On the basis of the above evidence, it appears that antidepressants should be avoided in most patients with bipolar disorder. As argued by Dr McIntyre, however, clinical wisdom suggests that some patients with a diagnosis of bipolar depression seem to improve with antidepressants. There is also some evidence to suggest improvement.5

Until there is a biomarker for bipolar disorder, the debate about antidepressants in patients with the disorder will likely continue. In the meantime, clinical features can be used to better predict those patients with bipolar disorder. As always, more research is required to elucidate the etiology of manic, mixed, and depressive episodes to better guide diagnosis and treatment.

 

This article was originally posted on 6/15/2015 and has since been updated.

Disclosures:

Dr Naidoo is a fourth year psychiatry resident in the Department of Psychiatry and Behavioral Neurosciences at Wayne State University in Detroit.

References:

1. Marwaha S, He Z, Broome M, et al. How is affective instability defined and measured? A systematic review. Psychol Med. 2014;44:1793-1808.

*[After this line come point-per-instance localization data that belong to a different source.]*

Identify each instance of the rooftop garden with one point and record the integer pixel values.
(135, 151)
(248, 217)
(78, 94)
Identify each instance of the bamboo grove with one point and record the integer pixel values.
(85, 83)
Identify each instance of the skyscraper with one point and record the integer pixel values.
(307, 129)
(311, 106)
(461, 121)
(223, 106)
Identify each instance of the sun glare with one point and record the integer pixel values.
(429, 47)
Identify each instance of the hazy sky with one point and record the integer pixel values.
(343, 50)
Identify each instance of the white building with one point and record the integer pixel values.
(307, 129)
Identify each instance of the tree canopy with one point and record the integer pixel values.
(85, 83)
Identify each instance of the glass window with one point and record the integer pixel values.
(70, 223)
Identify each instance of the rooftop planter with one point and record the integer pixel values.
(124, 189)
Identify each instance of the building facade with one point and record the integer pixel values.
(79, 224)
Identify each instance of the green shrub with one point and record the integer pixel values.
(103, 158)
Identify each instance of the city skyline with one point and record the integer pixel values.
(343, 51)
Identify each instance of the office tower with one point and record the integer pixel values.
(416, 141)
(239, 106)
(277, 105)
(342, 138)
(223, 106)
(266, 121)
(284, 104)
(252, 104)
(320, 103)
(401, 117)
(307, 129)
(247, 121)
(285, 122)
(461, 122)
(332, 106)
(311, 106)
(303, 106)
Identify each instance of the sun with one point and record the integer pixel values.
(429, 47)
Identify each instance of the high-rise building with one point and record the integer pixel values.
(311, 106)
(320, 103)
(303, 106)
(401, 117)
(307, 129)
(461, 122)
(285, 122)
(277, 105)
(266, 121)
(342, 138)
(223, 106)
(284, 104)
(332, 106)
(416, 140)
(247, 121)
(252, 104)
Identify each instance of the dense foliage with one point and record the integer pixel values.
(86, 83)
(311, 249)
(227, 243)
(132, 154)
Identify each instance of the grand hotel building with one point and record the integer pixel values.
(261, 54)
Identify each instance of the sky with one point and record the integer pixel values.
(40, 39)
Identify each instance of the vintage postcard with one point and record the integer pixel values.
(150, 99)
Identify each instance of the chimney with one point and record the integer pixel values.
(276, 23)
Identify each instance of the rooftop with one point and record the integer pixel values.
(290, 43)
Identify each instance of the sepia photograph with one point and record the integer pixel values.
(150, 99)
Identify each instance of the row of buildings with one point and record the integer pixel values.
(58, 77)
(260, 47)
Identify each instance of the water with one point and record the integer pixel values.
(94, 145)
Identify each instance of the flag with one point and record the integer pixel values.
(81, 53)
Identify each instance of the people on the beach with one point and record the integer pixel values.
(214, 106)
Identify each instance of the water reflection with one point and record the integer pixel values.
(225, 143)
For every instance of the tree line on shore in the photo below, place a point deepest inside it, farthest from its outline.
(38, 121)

2. Goldberg JF, Garno JL, Callahan AM, et al. Overdiagnosis of bipolar disorder among substance use disorder inpatients with mood instability. J Clin Psychiatry. 2008;69:1751-1757.

3. Glauser TA, Cerenzia W, Wiley S, et al. Identifying psychiatrists’ practice patterns when managing depression in patients with bipolar I disorder: a descriptive study to inform education needs. Postgrad Med. 2013;125:144-153.

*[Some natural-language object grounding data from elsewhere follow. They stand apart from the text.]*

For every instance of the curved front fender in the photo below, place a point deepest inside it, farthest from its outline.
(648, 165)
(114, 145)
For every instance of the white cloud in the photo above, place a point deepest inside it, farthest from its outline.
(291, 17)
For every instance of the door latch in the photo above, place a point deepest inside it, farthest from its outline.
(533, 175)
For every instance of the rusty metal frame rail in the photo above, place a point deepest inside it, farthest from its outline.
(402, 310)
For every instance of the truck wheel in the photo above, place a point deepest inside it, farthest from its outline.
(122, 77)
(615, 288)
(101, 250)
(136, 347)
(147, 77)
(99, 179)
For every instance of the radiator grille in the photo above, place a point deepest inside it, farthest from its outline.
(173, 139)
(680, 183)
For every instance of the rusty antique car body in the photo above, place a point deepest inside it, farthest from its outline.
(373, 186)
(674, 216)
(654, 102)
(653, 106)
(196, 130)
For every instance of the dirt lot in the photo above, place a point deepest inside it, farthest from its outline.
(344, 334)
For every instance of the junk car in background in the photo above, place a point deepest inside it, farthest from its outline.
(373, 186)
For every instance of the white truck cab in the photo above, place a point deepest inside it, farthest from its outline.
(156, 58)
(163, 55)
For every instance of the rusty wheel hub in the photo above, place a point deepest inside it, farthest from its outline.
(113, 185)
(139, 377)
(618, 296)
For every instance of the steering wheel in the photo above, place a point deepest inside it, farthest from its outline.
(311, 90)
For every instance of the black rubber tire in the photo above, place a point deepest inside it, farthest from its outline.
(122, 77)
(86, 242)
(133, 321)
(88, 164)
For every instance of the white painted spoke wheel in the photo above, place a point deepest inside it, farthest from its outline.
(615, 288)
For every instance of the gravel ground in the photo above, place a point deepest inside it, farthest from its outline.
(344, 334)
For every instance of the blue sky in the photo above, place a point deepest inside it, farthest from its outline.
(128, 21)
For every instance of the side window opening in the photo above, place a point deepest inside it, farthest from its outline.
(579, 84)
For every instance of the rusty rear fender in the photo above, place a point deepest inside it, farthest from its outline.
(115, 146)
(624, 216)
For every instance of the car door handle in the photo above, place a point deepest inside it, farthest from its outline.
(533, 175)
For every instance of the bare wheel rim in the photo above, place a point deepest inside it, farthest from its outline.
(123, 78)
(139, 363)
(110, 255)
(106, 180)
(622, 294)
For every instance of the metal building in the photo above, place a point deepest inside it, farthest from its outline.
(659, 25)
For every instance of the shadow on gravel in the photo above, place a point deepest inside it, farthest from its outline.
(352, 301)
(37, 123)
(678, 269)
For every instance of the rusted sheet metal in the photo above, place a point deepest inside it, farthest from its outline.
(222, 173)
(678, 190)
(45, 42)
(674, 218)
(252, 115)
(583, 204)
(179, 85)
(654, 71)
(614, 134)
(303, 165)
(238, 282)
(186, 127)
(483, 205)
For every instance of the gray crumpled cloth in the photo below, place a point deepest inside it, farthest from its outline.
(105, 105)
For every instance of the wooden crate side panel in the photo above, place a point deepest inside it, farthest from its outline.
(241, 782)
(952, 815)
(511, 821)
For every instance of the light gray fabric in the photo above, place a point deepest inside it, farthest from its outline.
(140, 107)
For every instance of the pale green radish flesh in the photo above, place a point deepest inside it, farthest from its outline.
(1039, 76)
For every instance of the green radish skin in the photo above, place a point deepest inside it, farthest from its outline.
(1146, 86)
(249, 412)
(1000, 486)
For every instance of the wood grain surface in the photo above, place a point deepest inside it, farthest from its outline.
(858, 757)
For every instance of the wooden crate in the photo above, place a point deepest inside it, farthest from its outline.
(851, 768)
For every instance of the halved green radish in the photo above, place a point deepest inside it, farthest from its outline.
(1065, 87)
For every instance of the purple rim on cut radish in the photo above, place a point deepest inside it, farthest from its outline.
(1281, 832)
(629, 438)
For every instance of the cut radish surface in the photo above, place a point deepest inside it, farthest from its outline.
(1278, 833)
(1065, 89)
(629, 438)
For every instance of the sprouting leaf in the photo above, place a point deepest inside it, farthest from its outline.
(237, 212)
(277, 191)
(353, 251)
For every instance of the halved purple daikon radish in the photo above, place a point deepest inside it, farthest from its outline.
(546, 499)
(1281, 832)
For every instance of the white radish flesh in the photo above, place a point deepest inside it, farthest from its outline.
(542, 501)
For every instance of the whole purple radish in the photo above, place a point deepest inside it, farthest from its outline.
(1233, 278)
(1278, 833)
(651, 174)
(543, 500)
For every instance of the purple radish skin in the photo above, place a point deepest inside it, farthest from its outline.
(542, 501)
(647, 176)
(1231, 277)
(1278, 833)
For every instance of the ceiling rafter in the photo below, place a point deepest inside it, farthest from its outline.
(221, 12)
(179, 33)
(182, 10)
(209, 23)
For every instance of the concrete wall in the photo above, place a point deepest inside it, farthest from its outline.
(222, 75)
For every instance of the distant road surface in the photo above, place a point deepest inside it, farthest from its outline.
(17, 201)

4. Ghaemi SN, Ostacher MM, El-Mallakh RS, et al. Antidepressant discontinuation in bipolar depression: a Systematic Treatment Enhancement Program for Bipolar Disorder (STEP-BD) randomized clinical trial of long-term effectiveness and safety. J Clin Psychiatry. 2010;71:372-380.

5. Sidor MM, Macqueen GM. Antidepressants for the acute treatment of bipolar depression: a systematic review and meta-analysis. J Clin Psychiatry. 2010;72:156-167.